In a similar fashion to the detonator of FIG. 2, a thin disc shaped primer charge member 22, made of such material as lead azide, is positioned on top of the insulator 44 and the lead styphnate igniter, and a disc shaped secondary output charge member 24, made of such material as HMX is positioned on top of the primer charge 22. A cup shaped metal housing 52 having a flange 54 thereon is ring welded to header shoulder 56 to form a hermetic sealed detonator.

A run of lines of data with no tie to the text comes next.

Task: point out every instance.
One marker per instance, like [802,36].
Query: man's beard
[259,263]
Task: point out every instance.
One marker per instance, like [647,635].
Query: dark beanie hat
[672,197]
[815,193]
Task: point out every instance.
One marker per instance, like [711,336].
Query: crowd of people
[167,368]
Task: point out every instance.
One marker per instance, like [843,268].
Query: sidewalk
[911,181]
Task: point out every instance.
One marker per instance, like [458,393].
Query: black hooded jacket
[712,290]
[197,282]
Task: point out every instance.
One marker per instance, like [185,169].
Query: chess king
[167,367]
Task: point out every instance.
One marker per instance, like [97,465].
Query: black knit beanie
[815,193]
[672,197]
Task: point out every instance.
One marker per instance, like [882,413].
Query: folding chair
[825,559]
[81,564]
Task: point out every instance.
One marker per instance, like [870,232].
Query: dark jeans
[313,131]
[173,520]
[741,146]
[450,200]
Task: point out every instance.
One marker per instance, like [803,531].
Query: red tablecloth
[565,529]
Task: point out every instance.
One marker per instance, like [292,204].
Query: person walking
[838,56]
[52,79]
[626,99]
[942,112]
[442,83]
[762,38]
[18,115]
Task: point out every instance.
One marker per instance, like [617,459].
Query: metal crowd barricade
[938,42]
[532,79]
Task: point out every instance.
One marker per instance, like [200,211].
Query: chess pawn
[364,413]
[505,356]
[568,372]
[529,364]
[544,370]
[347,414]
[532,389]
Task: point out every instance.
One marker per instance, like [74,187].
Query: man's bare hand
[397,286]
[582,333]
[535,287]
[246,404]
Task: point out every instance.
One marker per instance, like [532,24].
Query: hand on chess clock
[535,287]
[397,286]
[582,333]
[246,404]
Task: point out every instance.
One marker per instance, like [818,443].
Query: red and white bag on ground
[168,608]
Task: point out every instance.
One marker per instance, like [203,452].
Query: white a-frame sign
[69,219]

In operation, the detonators of FIGS. 2 and 3 are initiated when the lead styphnate 20 and 48 is ignited by a hot wire or an integrated circuit hot spot respectively after application of a proper input voltage to the lead 16 and 36 respectively. Other initiating sources that would be suitable for use as an igniter are an exploding wire, a conductive mixture, or a mild detonating cord. The initial detonation wave produced in the lead azide primer charge layer 22, because of the thin cross-section, is not sufficient to initiate the secondary output charge 24 directly. The detonation wave propagates radially outward from the center until it hits the interior walls 27 and 53 of housings 26 and 52, respectively. The reflected shock waves causes pressure to increase to a level which causes annular initiation of secondary output charges 24 at their outer edges. The detonation of the secondary output charges 24 then propagates in a converging detonation wave which collides in the center of the device producing an axial jet of explosion materials whose energy is effective in initiating a high explosive, RDX, acceptor (not shown) across an air gap of approximately 3/8 of an inch. In the specific embodiments illustrated in FIGS. 2 and 3 of the metal housings 26 and 52 are made of steel with a wall thickness of at least 0.010 inch. The secondary output charges 24 are made of 80 mg. HMX material pressed at 25,000 psi to give the desired thickness of 0.040 inch. The primer charges 22 are made of 60 mg lead azide charge pressed at 25,000 psi to give the desired thickness of 0.015 inch.
While there has been described and illustrated specific embodiments of the invention, it will be obvious that various changes, modifications and additions can be made herein without departing from the field of the invention which should be limited only by the scope of the appended claims.